Maximal area covered by two triangles in unit circle What is the maximal area covered by two triangles in a unit circle? There are no restrictions other than that. They can overlap, touch the circle, not touch the circle etc.
So far I have shown

*

*In an optimal solution all six vertices have to lie on the unit circle.

*If the two triangles are not overlapping, the optimal solution has area $2$.

*Using two equilateral triangles, the maximal area is $\sqrt 3\approx 1.7320508$.

Explanations
AD 1: This is true since any triangle with not all vertices touching the unit circle will be entirely contained in a larger triangle where all three vertices lie on the unit circle.
AD 2: The optimal non-overlapping solution is a square formed by two triangles meeting in a diameter of the circle. This can be derived from a few simple principles:

(a) Given a triangle with all vertices on the unit circle we can always increase the area by fixing two vertices using their distance as base and then move the third vertex to the middle of the circular segment between the other two to maximize the height with out changing the base. This makes optimal non-overlapping solutions consist of isosceles triangles.
(b) Any non-overlapping triangle contained within one half  of the circle can be enlarged by a parallel displacement of one side until it either meets the diameter of the circle or a side of the other triangle. This effectively makes the two triangles share one side so they form a 4-gon.
(c) The optimal 4-gon with vertices on a circle is a square which can be obtained by applying principle (a) four times namely to each of the triangles formed by dividing the 4-gon by a diagonal.
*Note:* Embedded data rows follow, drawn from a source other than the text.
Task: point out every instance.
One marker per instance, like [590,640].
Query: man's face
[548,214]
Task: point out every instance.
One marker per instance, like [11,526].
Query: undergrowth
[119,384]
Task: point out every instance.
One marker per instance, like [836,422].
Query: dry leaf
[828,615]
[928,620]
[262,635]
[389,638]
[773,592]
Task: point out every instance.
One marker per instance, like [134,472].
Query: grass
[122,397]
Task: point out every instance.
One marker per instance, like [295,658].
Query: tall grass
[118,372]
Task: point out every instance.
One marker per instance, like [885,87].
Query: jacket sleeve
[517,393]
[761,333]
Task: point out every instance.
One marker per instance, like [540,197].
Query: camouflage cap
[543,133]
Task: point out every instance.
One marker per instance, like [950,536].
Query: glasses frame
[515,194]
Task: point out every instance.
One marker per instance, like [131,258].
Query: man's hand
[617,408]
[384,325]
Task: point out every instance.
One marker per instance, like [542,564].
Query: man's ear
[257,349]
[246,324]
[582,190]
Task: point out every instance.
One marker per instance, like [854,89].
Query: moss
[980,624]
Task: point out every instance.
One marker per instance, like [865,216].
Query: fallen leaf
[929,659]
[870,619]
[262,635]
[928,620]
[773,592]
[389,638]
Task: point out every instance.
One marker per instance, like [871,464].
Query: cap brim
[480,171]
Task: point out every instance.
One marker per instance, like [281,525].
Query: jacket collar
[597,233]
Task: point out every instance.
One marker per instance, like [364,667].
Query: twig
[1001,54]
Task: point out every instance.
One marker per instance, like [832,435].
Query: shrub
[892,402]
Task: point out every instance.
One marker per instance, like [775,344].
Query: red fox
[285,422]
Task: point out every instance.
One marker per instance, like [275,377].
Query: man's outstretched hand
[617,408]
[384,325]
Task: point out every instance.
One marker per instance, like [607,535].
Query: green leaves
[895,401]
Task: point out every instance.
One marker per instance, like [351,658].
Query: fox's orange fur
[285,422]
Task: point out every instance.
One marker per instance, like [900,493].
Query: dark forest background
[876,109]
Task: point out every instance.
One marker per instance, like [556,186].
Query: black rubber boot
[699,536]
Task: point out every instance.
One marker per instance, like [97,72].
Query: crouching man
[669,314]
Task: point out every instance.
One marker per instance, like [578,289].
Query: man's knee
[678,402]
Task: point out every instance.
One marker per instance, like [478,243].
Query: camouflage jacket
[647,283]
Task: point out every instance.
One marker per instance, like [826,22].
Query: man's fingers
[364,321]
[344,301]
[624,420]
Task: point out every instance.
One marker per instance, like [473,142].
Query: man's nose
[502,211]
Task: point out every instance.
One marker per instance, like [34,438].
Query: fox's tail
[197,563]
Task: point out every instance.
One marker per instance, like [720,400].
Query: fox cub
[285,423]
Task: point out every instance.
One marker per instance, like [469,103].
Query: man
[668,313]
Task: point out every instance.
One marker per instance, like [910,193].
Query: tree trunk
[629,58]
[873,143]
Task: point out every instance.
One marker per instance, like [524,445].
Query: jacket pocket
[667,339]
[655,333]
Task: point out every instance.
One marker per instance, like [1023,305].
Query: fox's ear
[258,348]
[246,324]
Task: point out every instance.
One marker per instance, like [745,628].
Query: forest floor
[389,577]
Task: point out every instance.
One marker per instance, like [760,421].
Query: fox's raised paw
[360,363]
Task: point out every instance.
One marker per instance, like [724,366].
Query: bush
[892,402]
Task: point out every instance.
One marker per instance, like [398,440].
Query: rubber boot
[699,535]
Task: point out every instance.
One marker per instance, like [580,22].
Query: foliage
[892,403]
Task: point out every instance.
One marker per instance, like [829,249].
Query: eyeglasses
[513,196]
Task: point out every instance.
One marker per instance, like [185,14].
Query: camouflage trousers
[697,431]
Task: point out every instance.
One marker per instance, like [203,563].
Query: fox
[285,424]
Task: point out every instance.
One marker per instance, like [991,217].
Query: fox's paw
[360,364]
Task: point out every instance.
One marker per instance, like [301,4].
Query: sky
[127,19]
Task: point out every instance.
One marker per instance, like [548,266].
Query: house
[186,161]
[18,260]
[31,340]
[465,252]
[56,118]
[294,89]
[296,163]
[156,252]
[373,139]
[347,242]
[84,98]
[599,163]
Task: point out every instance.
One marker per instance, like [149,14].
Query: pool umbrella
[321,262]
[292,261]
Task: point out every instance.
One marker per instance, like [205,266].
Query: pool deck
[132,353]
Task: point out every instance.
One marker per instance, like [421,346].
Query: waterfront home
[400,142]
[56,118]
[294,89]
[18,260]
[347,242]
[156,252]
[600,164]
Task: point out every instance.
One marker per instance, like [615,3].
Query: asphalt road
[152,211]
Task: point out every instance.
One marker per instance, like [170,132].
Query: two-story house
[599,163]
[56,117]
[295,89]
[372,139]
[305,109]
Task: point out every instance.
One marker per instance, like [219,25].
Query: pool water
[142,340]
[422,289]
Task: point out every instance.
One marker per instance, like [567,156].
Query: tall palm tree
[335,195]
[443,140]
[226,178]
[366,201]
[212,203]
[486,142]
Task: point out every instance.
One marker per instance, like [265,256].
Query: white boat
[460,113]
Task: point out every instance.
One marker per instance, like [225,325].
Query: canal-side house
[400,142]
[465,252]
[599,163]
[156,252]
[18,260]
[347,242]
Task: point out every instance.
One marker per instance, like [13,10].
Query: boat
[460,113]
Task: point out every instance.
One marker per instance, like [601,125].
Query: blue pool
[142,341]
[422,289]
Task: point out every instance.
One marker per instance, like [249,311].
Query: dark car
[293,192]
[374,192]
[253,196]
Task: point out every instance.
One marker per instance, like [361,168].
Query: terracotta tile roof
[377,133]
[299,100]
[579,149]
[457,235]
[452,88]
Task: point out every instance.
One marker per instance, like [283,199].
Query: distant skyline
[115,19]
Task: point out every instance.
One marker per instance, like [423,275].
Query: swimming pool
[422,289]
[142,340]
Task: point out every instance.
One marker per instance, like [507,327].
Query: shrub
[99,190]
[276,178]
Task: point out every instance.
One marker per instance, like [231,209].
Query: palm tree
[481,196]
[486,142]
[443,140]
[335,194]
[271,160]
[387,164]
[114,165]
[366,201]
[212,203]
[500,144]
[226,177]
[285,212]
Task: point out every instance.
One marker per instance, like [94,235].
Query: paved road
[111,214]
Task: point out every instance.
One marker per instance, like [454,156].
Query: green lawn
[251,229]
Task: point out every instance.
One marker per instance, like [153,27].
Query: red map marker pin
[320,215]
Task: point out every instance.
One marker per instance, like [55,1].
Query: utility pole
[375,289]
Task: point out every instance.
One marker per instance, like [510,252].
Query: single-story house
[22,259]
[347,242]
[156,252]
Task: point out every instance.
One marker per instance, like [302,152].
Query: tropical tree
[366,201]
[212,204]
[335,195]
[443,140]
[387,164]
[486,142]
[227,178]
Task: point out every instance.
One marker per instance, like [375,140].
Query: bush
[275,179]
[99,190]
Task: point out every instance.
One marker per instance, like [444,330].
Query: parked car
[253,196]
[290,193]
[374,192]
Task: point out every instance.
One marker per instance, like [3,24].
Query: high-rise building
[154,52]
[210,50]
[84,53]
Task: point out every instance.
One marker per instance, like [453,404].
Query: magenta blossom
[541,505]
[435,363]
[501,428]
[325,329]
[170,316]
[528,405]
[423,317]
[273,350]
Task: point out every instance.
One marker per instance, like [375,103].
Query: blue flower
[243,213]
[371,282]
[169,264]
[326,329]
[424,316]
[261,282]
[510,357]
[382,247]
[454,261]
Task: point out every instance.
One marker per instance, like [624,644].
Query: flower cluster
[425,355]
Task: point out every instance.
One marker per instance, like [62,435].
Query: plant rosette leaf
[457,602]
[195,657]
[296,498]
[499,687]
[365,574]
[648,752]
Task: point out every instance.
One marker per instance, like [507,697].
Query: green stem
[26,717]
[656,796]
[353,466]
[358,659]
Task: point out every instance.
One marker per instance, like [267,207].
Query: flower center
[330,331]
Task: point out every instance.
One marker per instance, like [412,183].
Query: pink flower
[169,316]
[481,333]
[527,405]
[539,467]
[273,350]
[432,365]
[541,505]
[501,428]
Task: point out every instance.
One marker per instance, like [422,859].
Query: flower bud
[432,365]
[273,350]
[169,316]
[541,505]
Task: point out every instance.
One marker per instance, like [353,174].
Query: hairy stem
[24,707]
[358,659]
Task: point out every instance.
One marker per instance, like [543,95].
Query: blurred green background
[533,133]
So the optimal non-overlapping solution will be an inscribed square of area $2$.
AD 3: I wrote a "dirty" equation for the area as a function of the radian distance between a vertex from each triangle and found that the area was maximized when the six vertices where evenly spread out forming a hexagram (star of David).
Remark
I suspect the optimal solution is actually $2$ so that the triangles do not need to overlap. In other words, we gain nothing from allowing the triangles to overlap, if I am right. I hope someone can provide a nice and clear way to either prove or disprove this conjecture.
 A: Here's an approach to a proof. 
We know the six vertices lie on the circle. Now divide into three cases. 


*

*The two triangles are disjoint.

*The two triangles have overlapping interiors

*The two triangles meet along their boundaries, either by sharing one vertex or sharing two. 
CASE 1:
In case 1, consider a chord of the circle that separates the two triangles but doesn't meet either of them. This chord will be longer than at least one of the two nearby edges. Replacing that edge with the chord will increase the area, proving that the original configuration was not optimal. 
Case 3:
In case 3, consider the case where the triangles share just one vertex. WLOG, suppose this vertex, $S$, is at the bottom of the circle. Reading clockwise from it, we have vertices $W$, $N_1$, $N_2$, and $E$ forming two triangles $SWN_1$ and $SN_2 E$, where the letters are informally meant to suggest "west,", "north", and "east". 
subcase 1: If the two edges $SN_1$ and $SN_2$ are equal length, then one lies west of north and one lies east of north; replacing both $N_1$ and $N_2$ by $N = (0, 1)$ will increase the area, showing this case is not optimal. 
Subcase 2: If the x-coordinates of $N_1$ and $N_2$ have opposite signs, we can increase the areas of both triangles by replacing N_1$ and $N_2$ by $N$, again showing this situation is not optimal. 
Subcase 3: WLOG, suppose the $x$-coordinates $x_1$ and $x_2$ of $N_1$ and $N_2$ are both non-negative, with $N_2$ being strictly to the right of $N_1$. Then the perpendicular distance from $N_2$ to the edge $SE$ is less than the perpendicular distance from $N_1$ to $SE$. [Proof: some trig/geometry stuff I don't feel like working out :)  ] Replacing $N_1$ with $N_2$ therefore would increase the area of the right-hand triangle, showing this situation is also not optimal. 
Conclusion, so far: the optimal solution either involves two interior-disjoint triangles that share an edge, or two overlapping triangles. In the first of these cases, I'm pretty sure a gradient argument will show that if you fix the shared edge, the area is optimized by having each triangle be isoceles. You then compute the exact areas as a function of the location of the shared edge's second vertex (assume the first is at the south pole) and find it's optimal when the other vertex is at the north pole, and you're done. 
What about the overlapping triangles case? In this case, the total area is a smooth function of the five vertex locations (I'm still fixing the sixth at the south pole). That means you can compute the derivative with respect to each of the six angles and show that the gradient's always nonzero. So following the flow of this gradient field must lead you to a point NOT in the "overlapping interiors" domain, i.e., one of the other cases. And the only one that can conceivably be the optimum is (by prior argument) the "two triangles erected on a chord that turns out to be a diameter" situation.
I haven't computed the gradients; I haven't done the geom/trig proof in the middle of one of the cases...but it least it's a sketch of how one might get to the end result.